By default, the primary alignment will have all base modification information contained on the read, including soft-clipped and unaligned read positions.
If the --mapped-only
flag is used, soft clipped sections of the read will not be included.
For secondary and supplementary alignments, soft-clipped positions are not repeated. See advanced usage for more details.
Example usages:
Extract a table of base modification probabilities from an aligned and indexed BAM
modkit extract full <input.bam> <output.tsv> [--bgzf]

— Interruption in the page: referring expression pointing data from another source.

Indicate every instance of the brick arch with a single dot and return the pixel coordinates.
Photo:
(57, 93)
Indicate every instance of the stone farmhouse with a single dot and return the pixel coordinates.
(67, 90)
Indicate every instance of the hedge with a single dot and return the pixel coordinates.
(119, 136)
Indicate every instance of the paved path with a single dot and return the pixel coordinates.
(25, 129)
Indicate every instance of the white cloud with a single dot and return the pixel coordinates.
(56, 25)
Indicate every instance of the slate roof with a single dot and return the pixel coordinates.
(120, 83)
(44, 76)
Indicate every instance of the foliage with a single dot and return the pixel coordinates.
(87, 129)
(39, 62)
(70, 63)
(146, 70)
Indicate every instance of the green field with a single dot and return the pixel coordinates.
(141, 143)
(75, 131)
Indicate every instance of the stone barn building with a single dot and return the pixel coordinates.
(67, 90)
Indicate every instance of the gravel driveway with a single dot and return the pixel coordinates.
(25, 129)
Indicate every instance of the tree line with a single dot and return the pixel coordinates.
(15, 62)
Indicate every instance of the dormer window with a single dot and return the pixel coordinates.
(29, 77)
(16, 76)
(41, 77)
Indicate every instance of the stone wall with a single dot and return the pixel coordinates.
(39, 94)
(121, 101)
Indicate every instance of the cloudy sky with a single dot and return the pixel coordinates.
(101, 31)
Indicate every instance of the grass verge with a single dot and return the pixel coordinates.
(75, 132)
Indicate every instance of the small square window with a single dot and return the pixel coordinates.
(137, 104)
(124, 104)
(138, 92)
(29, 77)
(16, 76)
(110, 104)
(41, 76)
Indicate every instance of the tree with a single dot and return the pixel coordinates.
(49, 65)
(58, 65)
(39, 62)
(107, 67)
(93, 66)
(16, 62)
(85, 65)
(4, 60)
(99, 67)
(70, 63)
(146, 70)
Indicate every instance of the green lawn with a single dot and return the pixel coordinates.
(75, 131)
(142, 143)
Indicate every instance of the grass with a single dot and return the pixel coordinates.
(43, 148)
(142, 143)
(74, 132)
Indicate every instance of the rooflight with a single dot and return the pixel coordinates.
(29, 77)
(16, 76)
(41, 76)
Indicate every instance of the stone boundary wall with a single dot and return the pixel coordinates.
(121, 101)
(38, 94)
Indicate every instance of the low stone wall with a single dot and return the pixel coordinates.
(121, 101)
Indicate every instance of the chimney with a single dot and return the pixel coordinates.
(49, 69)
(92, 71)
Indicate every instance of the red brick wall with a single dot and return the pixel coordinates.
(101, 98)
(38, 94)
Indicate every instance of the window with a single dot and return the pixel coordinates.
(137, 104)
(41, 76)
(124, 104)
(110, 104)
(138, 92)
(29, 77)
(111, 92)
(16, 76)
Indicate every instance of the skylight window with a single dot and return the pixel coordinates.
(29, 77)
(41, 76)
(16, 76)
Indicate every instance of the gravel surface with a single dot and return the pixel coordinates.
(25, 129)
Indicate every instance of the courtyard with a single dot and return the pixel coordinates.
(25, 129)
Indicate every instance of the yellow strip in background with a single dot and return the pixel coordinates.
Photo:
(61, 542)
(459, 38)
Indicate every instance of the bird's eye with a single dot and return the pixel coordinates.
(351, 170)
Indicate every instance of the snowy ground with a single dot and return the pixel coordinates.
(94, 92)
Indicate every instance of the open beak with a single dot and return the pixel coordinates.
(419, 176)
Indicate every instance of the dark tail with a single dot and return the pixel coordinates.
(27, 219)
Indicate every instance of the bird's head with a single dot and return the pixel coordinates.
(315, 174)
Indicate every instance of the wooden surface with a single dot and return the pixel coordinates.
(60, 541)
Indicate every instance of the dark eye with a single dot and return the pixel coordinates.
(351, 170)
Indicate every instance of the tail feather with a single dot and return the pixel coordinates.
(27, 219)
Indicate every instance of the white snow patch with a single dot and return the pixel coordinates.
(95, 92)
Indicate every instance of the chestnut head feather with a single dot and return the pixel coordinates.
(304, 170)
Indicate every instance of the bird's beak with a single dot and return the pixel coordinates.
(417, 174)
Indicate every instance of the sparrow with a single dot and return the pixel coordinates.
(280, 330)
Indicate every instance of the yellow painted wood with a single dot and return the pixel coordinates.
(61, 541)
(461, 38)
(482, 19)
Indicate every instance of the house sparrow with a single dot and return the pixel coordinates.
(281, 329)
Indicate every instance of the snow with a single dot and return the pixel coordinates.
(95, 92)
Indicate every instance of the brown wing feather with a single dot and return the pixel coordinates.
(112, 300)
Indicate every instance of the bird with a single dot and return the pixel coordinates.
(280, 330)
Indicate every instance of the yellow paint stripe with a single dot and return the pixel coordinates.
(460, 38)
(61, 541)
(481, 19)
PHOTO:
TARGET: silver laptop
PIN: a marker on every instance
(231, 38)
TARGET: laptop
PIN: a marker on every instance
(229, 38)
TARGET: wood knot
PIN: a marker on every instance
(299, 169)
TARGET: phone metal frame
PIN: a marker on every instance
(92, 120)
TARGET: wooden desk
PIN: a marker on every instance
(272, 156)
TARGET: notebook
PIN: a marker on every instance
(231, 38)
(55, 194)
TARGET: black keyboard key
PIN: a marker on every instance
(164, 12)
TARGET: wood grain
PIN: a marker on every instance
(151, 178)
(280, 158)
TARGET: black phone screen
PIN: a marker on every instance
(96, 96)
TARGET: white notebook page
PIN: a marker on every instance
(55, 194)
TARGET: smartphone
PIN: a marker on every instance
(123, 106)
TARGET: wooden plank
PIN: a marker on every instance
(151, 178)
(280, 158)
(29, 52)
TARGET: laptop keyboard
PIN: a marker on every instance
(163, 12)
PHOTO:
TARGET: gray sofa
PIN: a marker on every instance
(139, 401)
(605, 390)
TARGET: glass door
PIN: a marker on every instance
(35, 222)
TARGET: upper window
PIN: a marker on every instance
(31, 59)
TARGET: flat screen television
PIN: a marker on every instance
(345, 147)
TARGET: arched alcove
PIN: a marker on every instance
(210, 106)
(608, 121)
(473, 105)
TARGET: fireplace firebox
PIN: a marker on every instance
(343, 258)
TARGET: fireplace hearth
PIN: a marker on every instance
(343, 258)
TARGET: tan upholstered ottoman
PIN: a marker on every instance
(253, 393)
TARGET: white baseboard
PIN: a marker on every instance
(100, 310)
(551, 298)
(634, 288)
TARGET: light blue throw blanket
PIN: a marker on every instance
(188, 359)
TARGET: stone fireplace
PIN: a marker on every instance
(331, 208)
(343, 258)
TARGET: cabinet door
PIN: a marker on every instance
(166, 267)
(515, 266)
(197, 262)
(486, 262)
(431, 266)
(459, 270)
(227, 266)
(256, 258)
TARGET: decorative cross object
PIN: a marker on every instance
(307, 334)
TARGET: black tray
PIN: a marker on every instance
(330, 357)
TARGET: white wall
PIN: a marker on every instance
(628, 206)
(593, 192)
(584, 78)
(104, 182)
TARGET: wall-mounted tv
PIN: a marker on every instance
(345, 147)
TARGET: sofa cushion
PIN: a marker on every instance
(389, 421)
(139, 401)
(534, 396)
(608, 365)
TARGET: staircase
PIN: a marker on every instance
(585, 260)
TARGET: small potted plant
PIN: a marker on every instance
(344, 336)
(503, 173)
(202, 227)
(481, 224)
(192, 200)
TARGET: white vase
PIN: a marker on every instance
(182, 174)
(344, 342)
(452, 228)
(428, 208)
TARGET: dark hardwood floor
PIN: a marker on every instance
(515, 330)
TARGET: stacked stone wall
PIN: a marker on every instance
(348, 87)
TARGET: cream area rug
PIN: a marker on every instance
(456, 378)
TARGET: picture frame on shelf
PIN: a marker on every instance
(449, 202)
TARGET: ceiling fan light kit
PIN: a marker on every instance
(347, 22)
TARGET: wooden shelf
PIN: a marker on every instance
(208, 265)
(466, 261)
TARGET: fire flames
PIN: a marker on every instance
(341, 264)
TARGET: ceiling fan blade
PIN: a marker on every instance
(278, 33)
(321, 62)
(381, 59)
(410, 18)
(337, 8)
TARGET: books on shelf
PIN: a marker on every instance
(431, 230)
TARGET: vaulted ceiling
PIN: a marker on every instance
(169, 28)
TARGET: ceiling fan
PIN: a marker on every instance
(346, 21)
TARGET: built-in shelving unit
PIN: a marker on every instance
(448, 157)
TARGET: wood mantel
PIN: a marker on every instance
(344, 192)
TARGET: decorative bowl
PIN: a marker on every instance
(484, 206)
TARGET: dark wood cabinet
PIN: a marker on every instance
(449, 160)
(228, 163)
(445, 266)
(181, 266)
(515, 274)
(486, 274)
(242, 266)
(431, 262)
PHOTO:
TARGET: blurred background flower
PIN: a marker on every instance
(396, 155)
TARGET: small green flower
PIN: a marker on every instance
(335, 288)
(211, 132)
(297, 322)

If the index input.bam.bai
can be found, intervals along the aligned genome can be performed
in parallel. The optional --bgzf
flag will emit compressed output.
Extract a table from a region of a large modBAM
The below example will extract reads from only chr20, and include reference sequence context
modkit extract full <intput.bam> <output.tsv> --region chr20 --ref <ref.fasta>
Extract only sites aligned to a CG motif
modkit motif bed <reference.fasta> CG 0 > CG_motifs.bed
modkit extract full <in.bam> <out.tsv> --ref <ref.fasta> --include-bed CG_motifs.bed
Extract only sites that are at least 50 bases from the ends of the reads
modkit extract full <in.bam> <out.tsv> --edge-filter 50
Extract read-level base modification calls
modkit extract calls <input.bam> <calls.tsv>
Use --allow-non-primary
to get secondary and supplementary mappings in the output.
modkit extract calls <input.bam> <output.tsv> --allow-non-primary
See the help string and/or advanced_usage for more details and performace considerations if you encounter issues with memory usage.